Student Name: Michel Danjou
Student ID: 18263461

- The 'as' keyword allows you to invoke functionality from the module using an alias for the module name. For example: np.mean() instead of numpy.mean()
- The from keyword allows you to only import the functionality of interest, for example above we import only the PCA class from the sklearn.decomposition module

In [1]:
import numpy as np
import random as rand
import matplotlib.pyplot as plt
from numpy.linalg import eig
from sklearn.decomposition import PCA


As per E-tivity instructions: Use of the matrix class is discouraged, but to allow us to simplify the code slightly, we will use it this week. Its first use will be to store the data that you will perform the PCA transform on. Note that you will likely obtain a higher score if your final version does not use the matrix class.

In [2]:
a_x = 0.05
a_y= 10


In [3]:
#data =  np.matrix([[n*(1+a_x*(rand.random()-0.5)),4*n+ a_y*(rand.random()-0.5)] for n in range(20)])
data =  np.matrix([[n*(1+a_x*(rand.random()-0.5)),4*n+ a_y*(rand.random()-0.5)] for n in range(20)])

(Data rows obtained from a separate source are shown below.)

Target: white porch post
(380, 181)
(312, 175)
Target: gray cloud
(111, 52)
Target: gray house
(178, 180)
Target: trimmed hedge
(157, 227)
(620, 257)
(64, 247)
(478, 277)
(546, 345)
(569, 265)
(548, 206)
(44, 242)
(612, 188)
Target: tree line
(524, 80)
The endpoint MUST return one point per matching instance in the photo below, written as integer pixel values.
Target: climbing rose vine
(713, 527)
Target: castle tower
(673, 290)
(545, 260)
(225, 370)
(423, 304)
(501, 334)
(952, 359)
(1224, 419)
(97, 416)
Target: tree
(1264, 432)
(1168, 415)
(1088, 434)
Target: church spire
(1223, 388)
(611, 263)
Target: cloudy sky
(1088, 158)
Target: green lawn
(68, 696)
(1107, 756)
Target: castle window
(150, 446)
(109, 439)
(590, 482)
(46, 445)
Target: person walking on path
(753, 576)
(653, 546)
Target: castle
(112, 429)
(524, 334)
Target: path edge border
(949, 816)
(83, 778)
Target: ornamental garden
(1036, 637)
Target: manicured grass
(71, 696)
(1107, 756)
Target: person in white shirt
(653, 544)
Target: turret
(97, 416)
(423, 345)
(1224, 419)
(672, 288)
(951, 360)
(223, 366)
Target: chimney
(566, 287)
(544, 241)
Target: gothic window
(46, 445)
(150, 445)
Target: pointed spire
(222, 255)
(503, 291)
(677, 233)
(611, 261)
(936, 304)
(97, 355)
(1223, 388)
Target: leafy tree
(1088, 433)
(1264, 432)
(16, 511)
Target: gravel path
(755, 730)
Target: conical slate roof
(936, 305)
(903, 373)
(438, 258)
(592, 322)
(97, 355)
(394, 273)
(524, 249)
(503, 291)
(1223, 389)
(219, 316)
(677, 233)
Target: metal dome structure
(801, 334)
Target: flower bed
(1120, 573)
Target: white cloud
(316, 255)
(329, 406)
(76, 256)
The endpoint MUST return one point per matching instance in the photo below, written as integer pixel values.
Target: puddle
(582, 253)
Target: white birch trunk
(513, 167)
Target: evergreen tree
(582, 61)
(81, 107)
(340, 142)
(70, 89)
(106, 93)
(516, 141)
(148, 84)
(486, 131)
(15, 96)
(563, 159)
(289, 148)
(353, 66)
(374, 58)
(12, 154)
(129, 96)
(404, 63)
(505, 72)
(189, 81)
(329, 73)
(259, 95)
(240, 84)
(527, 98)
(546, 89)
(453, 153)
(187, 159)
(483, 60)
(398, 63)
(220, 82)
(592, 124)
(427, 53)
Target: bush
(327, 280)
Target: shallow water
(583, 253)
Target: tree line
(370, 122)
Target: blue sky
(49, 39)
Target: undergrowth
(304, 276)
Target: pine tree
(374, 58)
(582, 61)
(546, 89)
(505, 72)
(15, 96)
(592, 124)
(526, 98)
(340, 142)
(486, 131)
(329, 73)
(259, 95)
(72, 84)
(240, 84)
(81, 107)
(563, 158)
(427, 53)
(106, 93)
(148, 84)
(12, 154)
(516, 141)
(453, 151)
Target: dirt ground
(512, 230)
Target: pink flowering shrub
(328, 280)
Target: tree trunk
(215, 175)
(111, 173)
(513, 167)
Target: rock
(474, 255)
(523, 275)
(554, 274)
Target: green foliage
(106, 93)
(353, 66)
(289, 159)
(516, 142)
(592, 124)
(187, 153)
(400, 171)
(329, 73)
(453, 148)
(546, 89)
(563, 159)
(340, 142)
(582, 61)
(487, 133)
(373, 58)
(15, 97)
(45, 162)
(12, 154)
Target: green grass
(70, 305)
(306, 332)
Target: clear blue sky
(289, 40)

The numpy shape property is very useful to get an insight in the dimensions of your data, for example to check whether the features (in this case 2) or the samples (in this case 20) are in the rows or the columns. The notation used here (with columns containing the features and rows containing separate examples) is the standard for Scikitlearn and many other machine learning algorithms.


In [5]:
data.shape


(20, 2)

In [7]:
%reset


import numpy as np
import random as rand
import matplotlib.pyplot as plt
from numpy.linalg import eig
from sklearn.decomposition import PCA

        
class Log:
    DEBUG = 1
    INFO = 2
    ERROR = 3


class My_pca:
    """
    Perform the PCA on a dataset
    
    There is a lot of log statements in this class. I intend to remove
    them in the final code. Leaving them in place for the time being as they
    are useful for debugging. 
    
    BUG ALERT
    =========
    The eigen values calculated by this class match the ones calculated by 
    scikit. 
    
    However, it appears that one of the eigen vectors is the negative version 
    of the one calculted by scikit. Currently investigating the reason behind 
    this.
        
    """

    log_level = Log.ERROR
    nb_components = 2
    eigen_values = []
    eigen_vectors = []


    def __init__(self):
        """ init """


    def __log__(self, message, level=Log.INFO):
        if level >= self.log_level:
            print(message)

        
    def fit(self, matrix):
        """ 
        Explicitly using array manipulation instead of 
        easier matrix operations 
        """
        self.matrix = matrix
        
        # Calculate mean values of each column from dataset
        m0 = np.mean(self.matrix[:,0])
        m1 = np.mean(self.matrix[:,1])
        self.__log__(("="*80))
        self.__log__("mean.col0:{} ".format(m0))
        self.__log__("mean.col1:{} ".format(m1))       
        
        # Center the columns by subtracting the corresponding mean
        c0 = matrix[:,0] - m0
        c1 = matrix[:,1] - m1
        self.__log__("c0       :{} ".format(c0), Log.DEBUG)
        self.__log__("c1       :{} ".format(c1), Log.DEBUG)       
        
        # Create a centered matrix 
        c_matrix = np.append(c0, c1, axis=1)
        self.__log__("centered_matrix:\n{}".format(c_matrix), Log.DEBUG)
        
        # Calculate covariance of centered matrix
        my_cov = np.cov(c_matrix, rowvar=False)        
        self.__log__("covariance:\n{}".format(my_cov), Log.DEBUG)
    
        # eigen values, eigen vectors
        eigen_values, eigen_vectors = eig(my_cov)
        self.__log__("eigen_values:\n{}".format(eigen_values))
        self.__log__("eigen_vectors:\n{}".format(eigen_vectors))     
        
        # order eigen values and eigen vectors       
        sorted_eigen_values_indexes = eigen_values.argsort()[::-1]
        sorted_eigen_values = eigen_values[sorted_eigen_values_indexes]
        sorted_eigen_vectors = eigen_vectors[sorted_eigen_values_indexes] 
        self.__log__("sorted_eigen_values_indexes:\n{}".format(sorted_eigen_values_indexes))
        self.__log__("sorted_eigen_values:\n{}".format(sorted_eigen_values))
        self.__log__("sorted_eigen_vectors:\n{}".format(sorted_eigen_vectors))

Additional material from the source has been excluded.